Friday, 18 November 2011
Worldwide house prices charted. Canada is riding a bubble. Updated.
From Chart of the day at Business Insider:
Commenting on the US: "If you really think it was all Fannie and Freddie's fault, then you have to explain why the U.S. just happened to have the same (roughly) arc of a housing boom as basically every other industrialized country all around the world at the same time."
You can see for yourself Canadian home prices are resting on foam about 30% higher than the US.
Mike Shedlock of Global Economic Analysis cautions us to deal with this overvaluation of real estate. "Canada's enormous property bubble will collapse and perhaps a global slowdown is just the right catalyst this go around." (in this article) and "Australia is a basket case on the bursting of its property bubble, Canada has the second or third largest property bubble next to China and Australia" (inside this article)

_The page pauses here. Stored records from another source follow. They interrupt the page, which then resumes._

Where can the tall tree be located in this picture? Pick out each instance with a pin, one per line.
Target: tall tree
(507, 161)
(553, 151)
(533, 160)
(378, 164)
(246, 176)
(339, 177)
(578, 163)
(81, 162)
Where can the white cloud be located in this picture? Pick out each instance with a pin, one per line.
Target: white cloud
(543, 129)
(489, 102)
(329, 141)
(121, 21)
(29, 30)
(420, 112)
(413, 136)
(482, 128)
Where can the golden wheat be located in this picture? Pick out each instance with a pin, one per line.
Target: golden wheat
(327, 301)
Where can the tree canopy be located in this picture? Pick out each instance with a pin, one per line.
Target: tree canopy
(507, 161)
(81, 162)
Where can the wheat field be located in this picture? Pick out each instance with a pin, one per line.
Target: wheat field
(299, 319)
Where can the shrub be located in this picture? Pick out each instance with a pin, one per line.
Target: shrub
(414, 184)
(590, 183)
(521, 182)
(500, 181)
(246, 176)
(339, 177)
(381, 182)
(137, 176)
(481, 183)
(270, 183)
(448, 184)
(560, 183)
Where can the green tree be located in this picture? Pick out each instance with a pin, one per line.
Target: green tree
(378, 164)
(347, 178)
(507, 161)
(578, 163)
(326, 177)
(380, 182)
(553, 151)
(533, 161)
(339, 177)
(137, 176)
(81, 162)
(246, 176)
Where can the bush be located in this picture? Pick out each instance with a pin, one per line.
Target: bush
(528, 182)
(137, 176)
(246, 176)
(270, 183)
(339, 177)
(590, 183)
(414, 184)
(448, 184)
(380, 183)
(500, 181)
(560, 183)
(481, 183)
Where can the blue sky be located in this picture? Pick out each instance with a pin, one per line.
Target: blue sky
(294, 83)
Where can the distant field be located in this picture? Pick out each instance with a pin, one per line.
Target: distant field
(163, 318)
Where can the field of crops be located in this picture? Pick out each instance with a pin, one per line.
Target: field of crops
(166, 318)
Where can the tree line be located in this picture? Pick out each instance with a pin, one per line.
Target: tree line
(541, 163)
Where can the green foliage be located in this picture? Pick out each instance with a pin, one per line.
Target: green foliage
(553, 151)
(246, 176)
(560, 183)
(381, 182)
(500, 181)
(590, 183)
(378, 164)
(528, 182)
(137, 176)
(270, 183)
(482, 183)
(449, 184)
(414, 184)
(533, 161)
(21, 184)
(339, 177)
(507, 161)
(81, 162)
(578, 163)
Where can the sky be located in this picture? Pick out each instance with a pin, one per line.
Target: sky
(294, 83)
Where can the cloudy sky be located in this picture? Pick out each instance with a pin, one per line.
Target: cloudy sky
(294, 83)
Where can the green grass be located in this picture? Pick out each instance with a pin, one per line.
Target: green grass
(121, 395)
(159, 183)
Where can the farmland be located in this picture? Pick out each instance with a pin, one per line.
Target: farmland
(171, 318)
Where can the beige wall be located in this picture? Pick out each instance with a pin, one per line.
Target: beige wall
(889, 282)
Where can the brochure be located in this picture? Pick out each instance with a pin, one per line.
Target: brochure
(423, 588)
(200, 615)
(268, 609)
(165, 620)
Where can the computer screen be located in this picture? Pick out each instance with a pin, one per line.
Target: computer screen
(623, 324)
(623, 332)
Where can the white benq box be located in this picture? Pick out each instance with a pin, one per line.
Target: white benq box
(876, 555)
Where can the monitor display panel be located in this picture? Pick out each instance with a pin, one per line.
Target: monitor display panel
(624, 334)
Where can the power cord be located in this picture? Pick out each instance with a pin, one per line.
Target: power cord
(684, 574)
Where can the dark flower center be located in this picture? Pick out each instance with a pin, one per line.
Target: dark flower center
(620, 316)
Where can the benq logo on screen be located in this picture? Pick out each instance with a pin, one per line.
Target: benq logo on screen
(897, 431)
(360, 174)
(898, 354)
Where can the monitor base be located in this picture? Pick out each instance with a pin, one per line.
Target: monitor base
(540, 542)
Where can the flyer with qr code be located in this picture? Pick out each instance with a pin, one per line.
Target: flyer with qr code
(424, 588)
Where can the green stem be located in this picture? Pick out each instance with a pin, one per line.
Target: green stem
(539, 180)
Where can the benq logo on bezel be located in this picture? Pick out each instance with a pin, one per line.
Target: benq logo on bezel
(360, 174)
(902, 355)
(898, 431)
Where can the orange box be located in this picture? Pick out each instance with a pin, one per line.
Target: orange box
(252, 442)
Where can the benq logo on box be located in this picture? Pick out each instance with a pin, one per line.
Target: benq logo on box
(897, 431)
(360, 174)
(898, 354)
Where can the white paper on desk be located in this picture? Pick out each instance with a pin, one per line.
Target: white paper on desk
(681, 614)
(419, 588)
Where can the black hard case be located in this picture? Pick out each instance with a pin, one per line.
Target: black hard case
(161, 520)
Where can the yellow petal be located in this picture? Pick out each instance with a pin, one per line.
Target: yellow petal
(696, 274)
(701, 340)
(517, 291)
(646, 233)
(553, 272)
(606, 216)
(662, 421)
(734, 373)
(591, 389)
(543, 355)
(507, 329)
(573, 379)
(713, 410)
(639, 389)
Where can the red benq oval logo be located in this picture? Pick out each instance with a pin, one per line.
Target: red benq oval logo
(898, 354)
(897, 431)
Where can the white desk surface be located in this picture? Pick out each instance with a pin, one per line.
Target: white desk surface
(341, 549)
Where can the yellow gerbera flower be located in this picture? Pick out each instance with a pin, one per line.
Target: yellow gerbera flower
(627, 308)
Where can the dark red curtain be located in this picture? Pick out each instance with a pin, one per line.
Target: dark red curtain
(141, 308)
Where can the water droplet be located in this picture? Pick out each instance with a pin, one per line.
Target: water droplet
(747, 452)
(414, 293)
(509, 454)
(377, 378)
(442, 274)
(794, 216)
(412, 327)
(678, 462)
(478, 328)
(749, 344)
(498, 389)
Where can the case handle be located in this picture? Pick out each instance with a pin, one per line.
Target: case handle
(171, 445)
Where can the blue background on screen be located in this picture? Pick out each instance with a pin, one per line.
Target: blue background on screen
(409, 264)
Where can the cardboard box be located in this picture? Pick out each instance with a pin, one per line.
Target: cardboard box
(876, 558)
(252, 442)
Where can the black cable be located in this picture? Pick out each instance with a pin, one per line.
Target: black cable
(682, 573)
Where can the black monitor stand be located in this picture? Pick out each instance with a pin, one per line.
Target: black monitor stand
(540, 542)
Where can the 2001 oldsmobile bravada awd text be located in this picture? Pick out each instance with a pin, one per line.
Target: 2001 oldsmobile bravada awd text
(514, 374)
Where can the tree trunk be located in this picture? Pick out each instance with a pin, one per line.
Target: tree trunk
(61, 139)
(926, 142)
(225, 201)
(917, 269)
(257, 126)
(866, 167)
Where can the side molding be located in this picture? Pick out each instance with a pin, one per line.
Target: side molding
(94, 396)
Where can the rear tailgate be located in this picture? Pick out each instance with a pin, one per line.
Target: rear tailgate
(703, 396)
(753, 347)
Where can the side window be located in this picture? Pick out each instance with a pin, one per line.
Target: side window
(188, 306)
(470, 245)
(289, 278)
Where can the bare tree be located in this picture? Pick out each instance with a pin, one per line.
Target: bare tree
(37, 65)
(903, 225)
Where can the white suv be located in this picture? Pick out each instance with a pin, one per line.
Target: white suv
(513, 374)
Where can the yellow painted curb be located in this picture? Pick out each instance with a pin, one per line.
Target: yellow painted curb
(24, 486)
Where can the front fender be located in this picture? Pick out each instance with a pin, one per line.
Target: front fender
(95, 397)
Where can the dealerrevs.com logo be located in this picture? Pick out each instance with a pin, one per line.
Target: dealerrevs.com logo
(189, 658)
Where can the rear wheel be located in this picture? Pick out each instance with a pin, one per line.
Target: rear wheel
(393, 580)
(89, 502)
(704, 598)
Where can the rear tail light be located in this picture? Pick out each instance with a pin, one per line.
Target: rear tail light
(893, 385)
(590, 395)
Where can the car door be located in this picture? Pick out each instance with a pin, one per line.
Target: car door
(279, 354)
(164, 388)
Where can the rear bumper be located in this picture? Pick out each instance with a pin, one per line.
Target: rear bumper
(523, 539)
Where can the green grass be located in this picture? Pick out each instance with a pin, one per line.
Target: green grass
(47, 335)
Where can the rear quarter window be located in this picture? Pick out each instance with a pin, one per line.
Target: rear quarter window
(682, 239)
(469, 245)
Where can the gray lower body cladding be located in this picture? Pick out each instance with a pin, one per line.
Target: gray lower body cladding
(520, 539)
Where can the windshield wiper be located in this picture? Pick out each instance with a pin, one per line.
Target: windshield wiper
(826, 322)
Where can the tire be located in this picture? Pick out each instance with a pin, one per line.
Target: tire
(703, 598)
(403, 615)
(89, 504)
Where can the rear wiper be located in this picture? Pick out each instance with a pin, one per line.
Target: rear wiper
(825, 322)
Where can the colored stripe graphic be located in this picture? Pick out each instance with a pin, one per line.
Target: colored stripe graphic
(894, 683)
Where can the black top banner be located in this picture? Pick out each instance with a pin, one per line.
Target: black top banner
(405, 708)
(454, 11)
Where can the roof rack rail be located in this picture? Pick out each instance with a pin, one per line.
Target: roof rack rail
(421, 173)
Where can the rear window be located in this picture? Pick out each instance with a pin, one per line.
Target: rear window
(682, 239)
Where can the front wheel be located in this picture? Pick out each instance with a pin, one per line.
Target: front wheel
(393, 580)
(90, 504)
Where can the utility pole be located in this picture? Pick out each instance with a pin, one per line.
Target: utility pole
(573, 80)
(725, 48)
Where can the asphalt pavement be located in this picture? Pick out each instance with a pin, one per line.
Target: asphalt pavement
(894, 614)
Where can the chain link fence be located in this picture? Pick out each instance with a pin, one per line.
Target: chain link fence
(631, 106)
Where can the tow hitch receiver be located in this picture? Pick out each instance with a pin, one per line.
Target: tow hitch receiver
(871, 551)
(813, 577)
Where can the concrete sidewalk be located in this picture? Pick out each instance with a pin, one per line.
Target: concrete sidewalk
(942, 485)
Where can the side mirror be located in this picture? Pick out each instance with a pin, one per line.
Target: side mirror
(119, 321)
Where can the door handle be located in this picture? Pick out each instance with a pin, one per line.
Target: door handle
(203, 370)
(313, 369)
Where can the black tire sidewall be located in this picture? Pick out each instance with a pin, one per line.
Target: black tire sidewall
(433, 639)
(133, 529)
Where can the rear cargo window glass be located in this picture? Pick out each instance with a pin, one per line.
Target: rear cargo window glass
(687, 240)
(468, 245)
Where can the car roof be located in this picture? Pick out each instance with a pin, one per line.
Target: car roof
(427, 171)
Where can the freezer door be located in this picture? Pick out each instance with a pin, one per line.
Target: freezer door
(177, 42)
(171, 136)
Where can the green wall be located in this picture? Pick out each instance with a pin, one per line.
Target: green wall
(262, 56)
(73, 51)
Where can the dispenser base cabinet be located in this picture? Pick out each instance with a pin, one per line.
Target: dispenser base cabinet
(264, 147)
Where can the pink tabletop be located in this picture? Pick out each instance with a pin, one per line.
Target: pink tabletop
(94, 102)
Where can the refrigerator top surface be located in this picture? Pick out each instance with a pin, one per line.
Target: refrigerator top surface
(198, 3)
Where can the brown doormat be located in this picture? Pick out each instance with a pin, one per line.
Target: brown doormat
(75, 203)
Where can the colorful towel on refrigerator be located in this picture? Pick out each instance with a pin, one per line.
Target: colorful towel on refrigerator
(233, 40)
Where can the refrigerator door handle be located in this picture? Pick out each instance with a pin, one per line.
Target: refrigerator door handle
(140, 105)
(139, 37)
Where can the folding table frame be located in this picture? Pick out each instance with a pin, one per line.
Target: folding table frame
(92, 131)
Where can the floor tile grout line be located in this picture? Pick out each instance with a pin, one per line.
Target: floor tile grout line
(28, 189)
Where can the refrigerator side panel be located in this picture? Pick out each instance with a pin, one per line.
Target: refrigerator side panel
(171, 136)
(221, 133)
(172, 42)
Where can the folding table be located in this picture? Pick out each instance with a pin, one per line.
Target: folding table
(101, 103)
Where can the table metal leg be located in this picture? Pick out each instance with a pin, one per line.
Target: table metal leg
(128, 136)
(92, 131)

Added: To me it's basic: You should be able to rent something out for a little more than the investment needed to buy that something. Rents are way out of whack, even allowing that people will pay a premium to have their own place.
Footnote: Like me, you are probably wondering why Germany's housing prices are flat. The Guardian has a good article. Rentals are abundant (up to 90% of the housing stock in Berlin), 20% down is the minimum to buy a house, and so on. Like most stories, it's kind of complicated.
UPDATE: Excellent report at The Economist linked by Small Dead Animals Nov. 26th. Stats show overevaluation of the average home in Canada at 29% (based on incomes) and 71% ( based on rents).